Le monde de la création musicale a connu depuis un demi siècle, outre des révolutions artistiques porteuses de métamorphoses passionnantes, une évolution économique qui a aboutit à ce que l’on dénomme aujourd’hui l’industrie musicale. Cette industrie, entendez par là l’ensemble des acteurs économiques qui participent à la production et la diffusion musicale, du compositeur au disquaire, en passant par l’interprète, le producteur ou le marketeur, doit aujourd’hui faire face à un phénomène d’évolution technologique majeur qui bouleverse les règles établies dans ce domaine : Le peer to peer. Les enjeux autour de cette nouvelle façon de « consommer » de la musique ont créé une situation sans précédent dans l’histoire de cette industrie qui est aujourd’hui amenée à menacer ses clients, voire à les poursuivre en justice.
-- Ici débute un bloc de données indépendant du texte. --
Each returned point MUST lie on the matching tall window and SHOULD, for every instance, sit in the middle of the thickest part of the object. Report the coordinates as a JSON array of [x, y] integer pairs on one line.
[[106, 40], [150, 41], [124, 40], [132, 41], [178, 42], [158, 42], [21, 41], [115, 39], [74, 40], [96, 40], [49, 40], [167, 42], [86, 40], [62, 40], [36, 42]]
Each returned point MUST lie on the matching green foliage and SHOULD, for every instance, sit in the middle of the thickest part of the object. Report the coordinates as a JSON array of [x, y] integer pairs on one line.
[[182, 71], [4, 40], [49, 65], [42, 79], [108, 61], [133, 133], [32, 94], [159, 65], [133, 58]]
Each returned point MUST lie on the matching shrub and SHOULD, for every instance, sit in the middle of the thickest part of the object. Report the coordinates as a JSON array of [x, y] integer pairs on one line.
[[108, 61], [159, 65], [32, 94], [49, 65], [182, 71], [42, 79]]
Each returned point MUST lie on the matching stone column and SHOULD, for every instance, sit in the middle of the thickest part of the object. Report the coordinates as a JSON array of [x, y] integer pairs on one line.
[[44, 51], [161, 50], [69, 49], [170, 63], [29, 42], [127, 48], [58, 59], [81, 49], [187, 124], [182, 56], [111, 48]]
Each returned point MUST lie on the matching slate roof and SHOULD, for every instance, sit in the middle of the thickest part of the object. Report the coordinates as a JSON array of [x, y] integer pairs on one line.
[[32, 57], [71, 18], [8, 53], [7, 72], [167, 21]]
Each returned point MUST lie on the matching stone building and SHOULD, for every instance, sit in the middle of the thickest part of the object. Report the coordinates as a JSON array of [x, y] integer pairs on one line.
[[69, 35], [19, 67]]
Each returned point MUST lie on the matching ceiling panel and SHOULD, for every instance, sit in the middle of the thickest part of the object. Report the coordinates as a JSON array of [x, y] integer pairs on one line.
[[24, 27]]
Afin de mieux comprendre le problème et éviter les poncifs manichéens qui de part et d’autres amènent les acteurs à camper sur leurs positions en diabolisant l’autre camp, je pense qu’il est utile de replacer ce débat dans le contexte et enfin de tenter d’imaginer des pistes de réflexions pouvant amener à un compromis acceptable par tous.
Une évolution mercatique
Comme toute activité humaine dans la culture occidentale actuelle, la création artistique s’est organisée selon les règles du marché pour assurer une rétribution pour le travail produit par certains et appréciés par d’autres. Je ne rentrerai pas ici dans un débat sur le bien fondé de l’économie de marché dans le domaine artistique, je me contente de constater que l’invention de l’enregistrement sonore donna naissance à un ensemble d’acteurs faisant commerce de leur capacité à produire des supports musicaux. Avec la démocratisation des pick-up, l’explosion de l’offre de musique « populaire » et l’émergence des théories marketing, on voit apparaître dans les années 60 et 70 des pratiques qui dérogent à la simple diffusion de l’œuvre d’un artiste : le choix des sorties en 45T des titres les plus « vendeurs » (qui apparaissent ou pas sur l’album), le soin apporté à la pochette, la gestion de l’image des artistes ou l’apparition des premières « compilations ».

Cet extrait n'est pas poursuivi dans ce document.